We can probably all agree that watching a little flower girl and ring bearer stroll (or inch shyly!) down the aisle at a wedding is the cutest part of the day. But how does a couple decide which children get that honor? And what about the kids who don’t get picked?
Read on to figure out exactly how to choose your flower girl and ring bearer.
1. Figure out if you actually want kids at your wedding.
Before deciding who your flower girl and ring bearer will be, you'll want to decide if you're planning on having children at your wedding at all. Inviting children to your wedding has its advantages (all the cuteness!) but also some potential issues (screaming during your ceremony!). Weigh the pros and cons of having an adults-only wedding, and figure out which approach is best for your big day.
2. Make sure your flower girl and ring bearer are the right age.

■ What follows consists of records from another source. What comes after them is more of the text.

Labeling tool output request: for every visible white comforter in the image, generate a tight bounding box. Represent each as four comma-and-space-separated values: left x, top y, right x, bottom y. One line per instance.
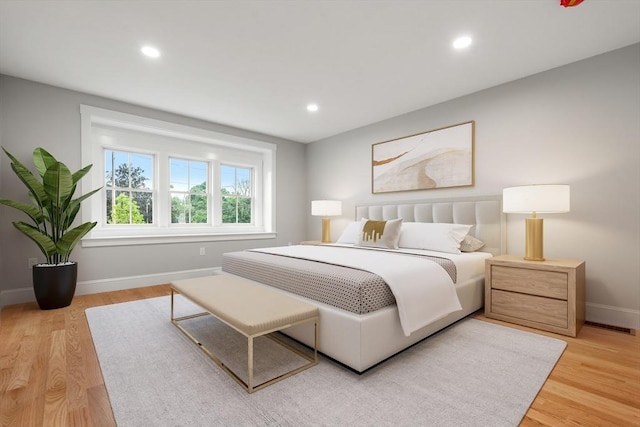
253, 245, 462, 336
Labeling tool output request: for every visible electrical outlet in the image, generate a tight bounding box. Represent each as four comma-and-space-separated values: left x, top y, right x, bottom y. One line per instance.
28, 257, 39, 269
199, 247, 205, 256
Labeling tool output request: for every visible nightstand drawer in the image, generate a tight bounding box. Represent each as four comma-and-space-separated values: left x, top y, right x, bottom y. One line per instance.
491, 289, 568, 328
491, 265, 568, 300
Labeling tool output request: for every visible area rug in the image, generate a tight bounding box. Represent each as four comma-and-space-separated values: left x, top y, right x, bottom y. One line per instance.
86, 295, 566, 427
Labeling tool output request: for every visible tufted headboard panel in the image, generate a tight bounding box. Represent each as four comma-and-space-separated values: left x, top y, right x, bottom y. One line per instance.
355, 196, 505, 256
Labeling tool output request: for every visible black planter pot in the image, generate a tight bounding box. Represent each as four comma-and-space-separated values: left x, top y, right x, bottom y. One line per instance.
32, 262, 78, 310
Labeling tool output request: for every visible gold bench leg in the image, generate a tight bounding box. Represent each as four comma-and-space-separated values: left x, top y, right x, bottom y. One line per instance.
170, 287, 318, 393
248, 336, 254, 393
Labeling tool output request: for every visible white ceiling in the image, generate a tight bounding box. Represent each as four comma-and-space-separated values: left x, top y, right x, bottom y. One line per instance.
1, 1, 639, 143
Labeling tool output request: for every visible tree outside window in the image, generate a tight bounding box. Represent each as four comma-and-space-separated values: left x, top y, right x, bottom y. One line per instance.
221, 165, 252, 224
170, 158, 209, 224
105, 150, 153, 224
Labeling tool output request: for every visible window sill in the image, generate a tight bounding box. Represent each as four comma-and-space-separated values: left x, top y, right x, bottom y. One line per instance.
81, 231, 277, 247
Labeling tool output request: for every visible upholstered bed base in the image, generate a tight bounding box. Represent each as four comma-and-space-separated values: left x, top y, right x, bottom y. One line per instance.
228, 196, 503, 372
227, 273, 485, 372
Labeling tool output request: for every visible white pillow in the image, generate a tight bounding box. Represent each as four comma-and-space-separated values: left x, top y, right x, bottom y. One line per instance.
398, 222, 472, 254
336, 221, 362, 244
356, 218, 403, 249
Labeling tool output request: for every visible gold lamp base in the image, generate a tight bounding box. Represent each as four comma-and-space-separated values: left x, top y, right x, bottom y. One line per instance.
524, 216, 544, 261
321, 217, 331, 243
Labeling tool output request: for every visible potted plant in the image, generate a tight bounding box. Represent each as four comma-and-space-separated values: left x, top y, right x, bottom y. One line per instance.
0, 147, 101, 309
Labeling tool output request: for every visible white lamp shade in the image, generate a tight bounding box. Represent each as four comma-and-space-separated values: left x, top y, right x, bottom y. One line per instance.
311, 200, 342, 216
503, 185, 570, 213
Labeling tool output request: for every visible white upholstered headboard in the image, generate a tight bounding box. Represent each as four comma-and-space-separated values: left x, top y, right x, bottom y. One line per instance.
355, 196, 505, 256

According to etiquette expert Anna Post, flower girls and ring bearers are usually between the ages of three and seven (older children may be considered for a "junior bridesmaid" or "junior groomsman" role). Younger children are more likely to become shy and nervous at the wedding, though, so keep that in mind as you’re making your decision. Parents of particularly young children should be seated near the front of the venue on the aisle, so that kids can see mom or dad while processing down the aisle. Kids can always sit with their parents after they’ve completed their duties, rather than standing with the rest of the wedding party where they might become restless.

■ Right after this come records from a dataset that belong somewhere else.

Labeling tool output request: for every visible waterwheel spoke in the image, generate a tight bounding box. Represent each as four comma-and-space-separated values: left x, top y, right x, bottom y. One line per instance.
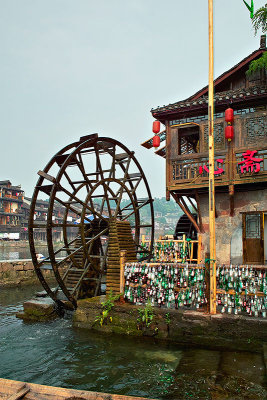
114, 156, 132, 217
76, 152, 93, 192
121, 199, 151, 221
94, 143, 112, 216
59, 185, 108, 223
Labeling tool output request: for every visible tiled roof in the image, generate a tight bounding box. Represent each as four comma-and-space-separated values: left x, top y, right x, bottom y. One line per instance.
151, 85, 267, 117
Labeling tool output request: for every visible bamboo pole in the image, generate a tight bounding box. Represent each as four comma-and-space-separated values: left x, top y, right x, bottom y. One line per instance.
197, 234, 202, 264
208, 0, 216, 314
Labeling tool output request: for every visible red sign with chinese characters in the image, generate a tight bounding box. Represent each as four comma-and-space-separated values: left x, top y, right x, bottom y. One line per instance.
238, 150, 263, 174
199, 158, 224, 176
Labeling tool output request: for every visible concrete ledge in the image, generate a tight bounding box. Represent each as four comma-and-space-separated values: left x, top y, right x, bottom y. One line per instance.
73, 296, 267, 352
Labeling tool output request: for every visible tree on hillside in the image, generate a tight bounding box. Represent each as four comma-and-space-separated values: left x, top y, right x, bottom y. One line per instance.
247, 3, 267, 75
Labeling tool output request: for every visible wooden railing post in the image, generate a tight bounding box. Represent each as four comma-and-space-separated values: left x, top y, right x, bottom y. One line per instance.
120, 250, 127, 294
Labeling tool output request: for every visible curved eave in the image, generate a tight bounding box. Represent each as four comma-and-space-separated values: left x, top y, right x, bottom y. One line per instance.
151, 87, 267, 121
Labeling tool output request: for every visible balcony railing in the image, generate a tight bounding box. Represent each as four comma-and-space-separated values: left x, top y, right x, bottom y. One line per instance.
170, 152, 228, 188
168, 147, 267, 190
235, 149, 267, 178
0, 194, 24, 201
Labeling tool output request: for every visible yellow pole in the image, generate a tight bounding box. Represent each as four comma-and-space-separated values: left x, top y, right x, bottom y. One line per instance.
208, 0, 216, 314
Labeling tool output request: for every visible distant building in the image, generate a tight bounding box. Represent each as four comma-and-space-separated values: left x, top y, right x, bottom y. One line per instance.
0, 181, 24, 238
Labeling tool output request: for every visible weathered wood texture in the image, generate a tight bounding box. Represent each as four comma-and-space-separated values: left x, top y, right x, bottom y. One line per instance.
167, 111, 267, 193
0, 378, 153, 400
106, 218, 137, 294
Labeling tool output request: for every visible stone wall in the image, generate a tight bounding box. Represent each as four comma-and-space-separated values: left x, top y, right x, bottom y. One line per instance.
73, 297, 267, 352
199, 188, 267, 265
0, 260, 57, 286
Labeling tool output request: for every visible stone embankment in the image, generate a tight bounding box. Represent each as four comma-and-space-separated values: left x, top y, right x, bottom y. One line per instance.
73, 297, 267, 353
0, 260, 57, 286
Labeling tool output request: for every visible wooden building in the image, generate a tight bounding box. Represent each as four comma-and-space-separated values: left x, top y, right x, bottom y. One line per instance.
0, 180, 24, 237
143, 36, 267, 265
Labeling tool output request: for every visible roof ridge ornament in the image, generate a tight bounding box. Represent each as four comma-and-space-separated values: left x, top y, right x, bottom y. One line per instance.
260, 34, 266, 49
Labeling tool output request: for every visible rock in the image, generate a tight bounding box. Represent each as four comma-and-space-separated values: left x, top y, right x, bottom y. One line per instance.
17, 298, 58, 321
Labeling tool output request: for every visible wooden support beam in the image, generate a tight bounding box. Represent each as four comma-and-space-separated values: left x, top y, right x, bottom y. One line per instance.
187, 196, 198, 214
171, 193, 201, 234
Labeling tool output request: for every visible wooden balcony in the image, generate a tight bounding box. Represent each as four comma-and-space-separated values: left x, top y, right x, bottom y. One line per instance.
167, 145, 267, 193
0, 194, 23, 202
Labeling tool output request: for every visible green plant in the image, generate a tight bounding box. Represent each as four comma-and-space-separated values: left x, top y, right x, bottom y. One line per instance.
247, 51, 267, 76
94, 291, 121, 327
165, 312, 171, 325
137, 301, 154, 328
246, 4, 267, 75
252, 3, 267, 35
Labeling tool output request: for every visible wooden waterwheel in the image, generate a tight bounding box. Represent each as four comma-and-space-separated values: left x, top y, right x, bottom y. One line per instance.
29, 134, 154, 309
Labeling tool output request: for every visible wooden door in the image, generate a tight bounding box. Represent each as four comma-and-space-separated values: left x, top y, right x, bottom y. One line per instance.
243, 213, 264, 264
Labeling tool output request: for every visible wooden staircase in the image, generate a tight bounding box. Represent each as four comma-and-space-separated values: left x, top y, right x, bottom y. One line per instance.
62, 233, 102, 300
65, 237, 84, 291
106, 218, 137, 295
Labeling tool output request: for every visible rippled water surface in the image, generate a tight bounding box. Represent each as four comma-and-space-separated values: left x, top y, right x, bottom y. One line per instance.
0, 243, 64, 261
0, 285, 266, 399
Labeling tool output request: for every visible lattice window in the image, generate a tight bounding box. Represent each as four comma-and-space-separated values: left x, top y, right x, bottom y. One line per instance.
245, 116, 267, 145
245, 214, 261, 239
203, 123, 224, 151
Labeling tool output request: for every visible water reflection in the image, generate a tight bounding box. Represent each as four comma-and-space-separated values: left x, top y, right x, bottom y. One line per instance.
0, 285, 266, 400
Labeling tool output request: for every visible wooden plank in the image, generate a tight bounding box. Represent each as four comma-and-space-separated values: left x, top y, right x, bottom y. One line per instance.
0, 378, 152, 400
7, 384, 30, 400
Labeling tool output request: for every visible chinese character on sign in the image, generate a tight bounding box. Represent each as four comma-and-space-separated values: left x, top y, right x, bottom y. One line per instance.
199, 158, 224, 176
238, 150, 263, 174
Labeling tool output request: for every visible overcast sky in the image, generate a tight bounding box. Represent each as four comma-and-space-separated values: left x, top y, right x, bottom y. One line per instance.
0, 0, 265, 199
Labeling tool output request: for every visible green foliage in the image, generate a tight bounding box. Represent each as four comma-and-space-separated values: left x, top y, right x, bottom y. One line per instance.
157, 216, 167, 224
94, 291, 121, 327
137, 302, 154, 328
247, 51, 267, 76
252, 3, 267, 35
164, 312, 171, 325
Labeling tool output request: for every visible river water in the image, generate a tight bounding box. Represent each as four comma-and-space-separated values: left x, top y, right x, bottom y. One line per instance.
0, 243, 63, 261
0, 284, 266, 399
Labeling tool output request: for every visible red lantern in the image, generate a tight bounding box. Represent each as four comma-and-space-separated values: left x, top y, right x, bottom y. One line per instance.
153, 135, 160, 148
225, 108, 234, 124
153, 120, 160, 134
225, 125, 234, 141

3. Consider relationships, but also ages, personalities, and experience.
If the choice isn’t obvious — i.e. you have your own children, or there are a couple of nieces or nephews you’re particularly close with — then selecting your flower girl and ring bearer might pose a bit of a challenge. You can always include more than two children in your wedding party — have an older child pull two or three little ones in a wagon, for example, or have one attendant throw petals while the other carries the bride’s train. But if you’re committed to selecting just two kids, consider ages and personalities. Will your best friend’s son be so shy he hides under a pew? Will your brother’s daughter dance her way down the aisle, delighting everyone? Think about the quirks and traits of the kids you know and how they might fit into your wedding-day picture.
You might also want to consider whether or not there are kids in your life who have been included in weddings before. If you have a niece who’s been a flower girl three times, and a friend’s daughter who has never been in a wedding, consider asking the friend’s daughter if she’d like to take part to partake in this special experience.

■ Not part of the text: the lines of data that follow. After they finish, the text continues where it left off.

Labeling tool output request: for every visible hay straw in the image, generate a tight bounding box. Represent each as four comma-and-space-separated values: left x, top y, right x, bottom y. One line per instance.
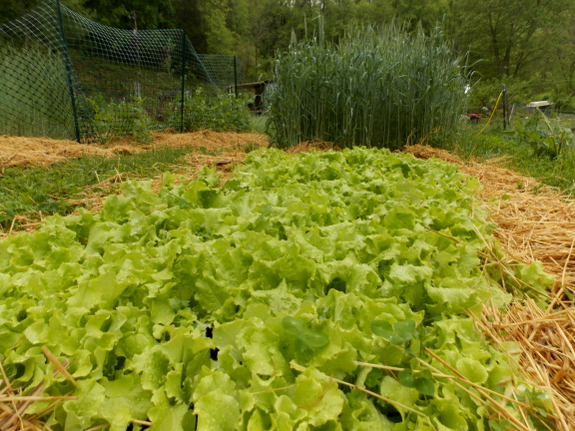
0, 130, 269, 169
404, 144, 575, 431
284, 140, 338, 154
39, 347, 76, 387
0, 347, 77, 431
151, 130, 268, 153
0, 136, 141, 169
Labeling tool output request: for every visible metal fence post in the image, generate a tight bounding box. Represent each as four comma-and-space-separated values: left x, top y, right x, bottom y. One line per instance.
233, 56, 238, 98
180, 30, 187, 133
502, 84, 507, 130
56, 0, 81, 142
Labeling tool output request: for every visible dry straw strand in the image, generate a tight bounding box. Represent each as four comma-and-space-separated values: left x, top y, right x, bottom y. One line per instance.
0, 348, 77, 431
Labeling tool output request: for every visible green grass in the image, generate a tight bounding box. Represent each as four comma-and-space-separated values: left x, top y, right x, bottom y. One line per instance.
556, 115, 575, 131
0, 146, 197, 231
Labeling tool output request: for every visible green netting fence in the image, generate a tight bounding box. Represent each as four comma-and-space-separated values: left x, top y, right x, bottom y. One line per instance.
0, 0, 241, 142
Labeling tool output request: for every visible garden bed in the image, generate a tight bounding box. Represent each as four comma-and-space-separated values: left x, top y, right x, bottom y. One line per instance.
0, 135, 574, 430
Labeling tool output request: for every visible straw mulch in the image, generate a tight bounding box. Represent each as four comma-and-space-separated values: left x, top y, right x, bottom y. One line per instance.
0, 136, 139, 168
0, 130, 269, 169
285, 140, 339, 154
152, 130, 268, 153
0, 346, 77, 431
404, 144, 575, 431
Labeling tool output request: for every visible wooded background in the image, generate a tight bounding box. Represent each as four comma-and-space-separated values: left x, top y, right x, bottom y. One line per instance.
2, 0, 575, 107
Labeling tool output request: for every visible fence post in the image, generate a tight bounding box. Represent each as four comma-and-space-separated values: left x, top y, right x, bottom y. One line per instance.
180, 30, 187, 133
233, 56, 238, 98
56, 0, 81, 142
502, 84, 507, 130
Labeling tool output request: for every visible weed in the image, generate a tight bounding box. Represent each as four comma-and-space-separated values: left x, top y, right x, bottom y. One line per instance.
86, 96, 154, 144
510, 109, 574, 159
250, 114, 268, 135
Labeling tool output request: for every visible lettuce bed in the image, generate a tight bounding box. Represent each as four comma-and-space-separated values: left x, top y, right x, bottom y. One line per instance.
0, 148, 553, 430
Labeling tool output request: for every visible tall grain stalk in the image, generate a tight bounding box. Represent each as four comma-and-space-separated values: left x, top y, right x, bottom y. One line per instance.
268, 23, 468, 150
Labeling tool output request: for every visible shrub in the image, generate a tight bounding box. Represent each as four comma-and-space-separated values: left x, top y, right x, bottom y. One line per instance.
169, 87, 251, 133
510, 109, 574, 159
268, 23, 469, 150
86, 96, 154, 144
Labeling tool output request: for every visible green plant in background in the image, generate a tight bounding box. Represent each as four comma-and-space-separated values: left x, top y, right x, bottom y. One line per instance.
86, 96, 153, 143
84, 87, 251, 144
249, 114, 268, 135
168, 87, 251, 132
455, 119, 575, 196
507, 108, 574, 159
0, 44, 75, 139
268, 22, 469, 150
466, 76, 542, 113
131, 97, 154, 144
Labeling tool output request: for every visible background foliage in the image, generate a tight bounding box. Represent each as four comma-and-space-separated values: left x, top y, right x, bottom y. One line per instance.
2, 0, 574, 102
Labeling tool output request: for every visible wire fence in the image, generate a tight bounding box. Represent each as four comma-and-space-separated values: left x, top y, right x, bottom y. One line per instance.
0, 0, 241, 142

4. The parents play an important role, too.
While your littlest attendants will certainly get their moment in the spotlight, their parents will have a lot of behind-the-scenes work to do. They'll need to purchase wedding attire for their little ones (unless you volunteer to foot the bill, which is not necessary but certainly generous), prepare their child for the big day, ensure good behavior during the (potentially long and boring) family portrait session, handle any meltdowns, and more. Before selecting a child to be your flower girl or ring bearer, think about if their parents will be able to handle this responsibility. If the child's parents are already in the wedding party, this may be a bit easier, but consider other issues, such as if the parents also have infant children that might need attending during the wedding.
5. When it comes to gender roles, free to "break the rules".
The roles of flower girl and ring bearer have traditionally been gender segregated, but you can absolutely break the rules. Boys can toss flower petals, girls can carry the rings, or they can do something completely different—like carry pinwheels, signs, or ribbon wands down the aisle.
6. Ask your flower girls and ring bearers the right way.
You’ll obviously need to get permission from their parents first, but it’s a sweet gesture to send a card and maybe a treat to your child attendants asking them to participate in your wedding. When you speak to their parents, don’t forget to discuss outfit requirements, and who is expected to pick up the tab on formalwear.
7. Give other kids special jobs.
If there are kids in your life who are special to you but won’t be able to participate in the actual wedding ceremony, consider giving them each a flower crown, corsage, or boutonniere to wear throughout the day. That way they know they’re important and still get to show off to their friends. If you're assigning slightly older children the roles of usher and junior attendant, you can dress them slightly differently from the flower girl and ring bearer.
Some couples have even had “kid parades,” where all the child guests at the wedding get to process down the aisle with noisemakers. You’ll either think this is a fun and whimsical idea, or a total nightmare — but it’s always an option!